2.    A biobank of more than 2500 neurological patients processed and stored according standard procedures including aliquoted cerebrospinal fluid, serum, plasma, DNA samples with extensive clinical and paraclinical information from MS and non-MS patients including clinical and paraclinical follow-up.
3.    A biofluid reference data sets of 13'000 normal control persons; world-leading expertise in high-sensitivity biofluid analysis (blood and CSF), and assay development.
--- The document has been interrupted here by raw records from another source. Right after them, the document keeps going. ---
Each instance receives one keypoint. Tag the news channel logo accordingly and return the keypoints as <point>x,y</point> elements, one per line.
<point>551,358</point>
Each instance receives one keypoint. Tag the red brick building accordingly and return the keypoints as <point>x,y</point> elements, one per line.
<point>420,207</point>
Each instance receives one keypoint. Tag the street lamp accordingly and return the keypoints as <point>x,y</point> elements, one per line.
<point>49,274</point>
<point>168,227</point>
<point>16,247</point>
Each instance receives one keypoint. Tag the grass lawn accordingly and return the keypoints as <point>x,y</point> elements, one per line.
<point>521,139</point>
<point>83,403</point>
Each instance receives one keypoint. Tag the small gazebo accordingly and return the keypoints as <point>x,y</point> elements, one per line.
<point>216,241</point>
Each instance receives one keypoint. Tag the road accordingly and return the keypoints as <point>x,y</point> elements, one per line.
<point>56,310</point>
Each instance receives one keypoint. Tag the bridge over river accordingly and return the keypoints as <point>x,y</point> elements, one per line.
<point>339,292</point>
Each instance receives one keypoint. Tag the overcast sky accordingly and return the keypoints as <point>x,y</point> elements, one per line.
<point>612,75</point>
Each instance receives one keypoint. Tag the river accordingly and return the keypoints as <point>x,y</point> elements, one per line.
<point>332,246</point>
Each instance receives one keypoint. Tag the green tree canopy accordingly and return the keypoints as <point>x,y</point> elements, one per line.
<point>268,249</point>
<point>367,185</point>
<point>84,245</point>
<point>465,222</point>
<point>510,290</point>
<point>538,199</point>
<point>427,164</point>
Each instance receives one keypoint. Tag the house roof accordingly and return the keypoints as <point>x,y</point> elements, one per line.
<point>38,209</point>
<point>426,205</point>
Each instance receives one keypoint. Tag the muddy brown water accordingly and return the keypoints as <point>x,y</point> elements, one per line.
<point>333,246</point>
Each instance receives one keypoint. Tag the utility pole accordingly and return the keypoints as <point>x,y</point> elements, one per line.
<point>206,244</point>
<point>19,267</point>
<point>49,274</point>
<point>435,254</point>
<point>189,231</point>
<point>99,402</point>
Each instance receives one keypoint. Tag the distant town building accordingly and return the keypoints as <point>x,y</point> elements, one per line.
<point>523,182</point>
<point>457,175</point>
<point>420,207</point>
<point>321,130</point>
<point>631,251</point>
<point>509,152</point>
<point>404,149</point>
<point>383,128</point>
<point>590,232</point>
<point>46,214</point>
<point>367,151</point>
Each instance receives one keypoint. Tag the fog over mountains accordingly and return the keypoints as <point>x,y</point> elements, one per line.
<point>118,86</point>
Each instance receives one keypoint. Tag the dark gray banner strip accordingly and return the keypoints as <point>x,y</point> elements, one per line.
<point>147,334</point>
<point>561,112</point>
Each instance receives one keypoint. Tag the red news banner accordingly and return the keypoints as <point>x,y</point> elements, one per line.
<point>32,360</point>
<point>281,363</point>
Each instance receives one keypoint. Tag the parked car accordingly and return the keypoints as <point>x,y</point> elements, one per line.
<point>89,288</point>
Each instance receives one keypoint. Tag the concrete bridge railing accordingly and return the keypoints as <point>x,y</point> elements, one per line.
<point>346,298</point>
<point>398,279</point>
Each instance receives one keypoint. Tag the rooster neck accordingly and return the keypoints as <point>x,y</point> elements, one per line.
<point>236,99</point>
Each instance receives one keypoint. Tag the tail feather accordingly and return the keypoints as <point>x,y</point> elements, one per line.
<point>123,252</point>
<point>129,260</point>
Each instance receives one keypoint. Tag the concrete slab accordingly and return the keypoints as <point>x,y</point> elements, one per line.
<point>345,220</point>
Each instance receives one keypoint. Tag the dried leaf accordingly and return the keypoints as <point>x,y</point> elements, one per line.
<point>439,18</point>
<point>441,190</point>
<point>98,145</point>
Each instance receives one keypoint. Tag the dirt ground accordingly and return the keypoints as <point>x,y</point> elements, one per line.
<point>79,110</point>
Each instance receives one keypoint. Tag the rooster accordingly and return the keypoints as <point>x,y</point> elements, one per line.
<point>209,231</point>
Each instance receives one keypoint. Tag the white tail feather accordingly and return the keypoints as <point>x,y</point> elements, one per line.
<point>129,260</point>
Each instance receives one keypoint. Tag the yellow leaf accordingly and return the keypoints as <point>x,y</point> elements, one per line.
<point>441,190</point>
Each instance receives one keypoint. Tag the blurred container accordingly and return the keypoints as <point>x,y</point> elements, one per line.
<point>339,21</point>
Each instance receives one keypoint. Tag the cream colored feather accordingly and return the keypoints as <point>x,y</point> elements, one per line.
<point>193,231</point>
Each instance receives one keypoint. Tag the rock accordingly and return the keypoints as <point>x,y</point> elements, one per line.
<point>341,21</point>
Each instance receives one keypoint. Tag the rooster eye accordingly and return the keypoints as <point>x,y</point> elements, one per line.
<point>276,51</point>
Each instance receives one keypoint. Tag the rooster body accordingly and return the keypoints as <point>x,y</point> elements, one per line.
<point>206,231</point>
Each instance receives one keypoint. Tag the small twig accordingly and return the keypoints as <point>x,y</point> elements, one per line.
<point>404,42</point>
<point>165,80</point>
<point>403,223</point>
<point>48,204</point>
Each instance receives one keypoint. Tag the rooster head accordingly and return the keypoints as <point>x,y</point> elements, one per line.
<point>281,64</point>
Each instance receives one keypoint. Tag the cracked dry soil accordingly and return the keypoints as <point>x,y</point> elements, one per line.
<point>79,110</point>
Together with the Department of Biomedical Engineering (Prof Cristina Granziera; SNF professorship on advanced imaging), Medical Image Analysis Centre Basel (Lead Dr. J. Wuerfel), and the CTU Basel we are evaluating and validating manual and automated technologies for the meanwhile more than 4500 cranial MRI scans acquired within the SMSC. We are applying these technologies and are generating high quality MRI data characterising this large real-world cohort further.
As a result of the collaboration across academic centres in Switzerland, several scientific projects within the SMSC and in close collaboration with the CTU Basel (Dr P. Benkert/ S. Schädelin, MSc) are ongoing and a number are now close to finalization. Besides the focus on further developing NfL and related biomarkers towards clinical application, these are examples of projects currently under way:
a)    investigations on MS disease progression independent of relapse activity (PIRA), and effects of disease modifying drugs,
b)    the prognostic relevance of early CSF profiles on future disease activity and long-term severity outcomes,
c)    the assessment of digital data in MS for prediction of later disease course further, and
d)    the value of measuring evoked potentials to predict future outcomes and their potential utility as endpoints for clinical trials.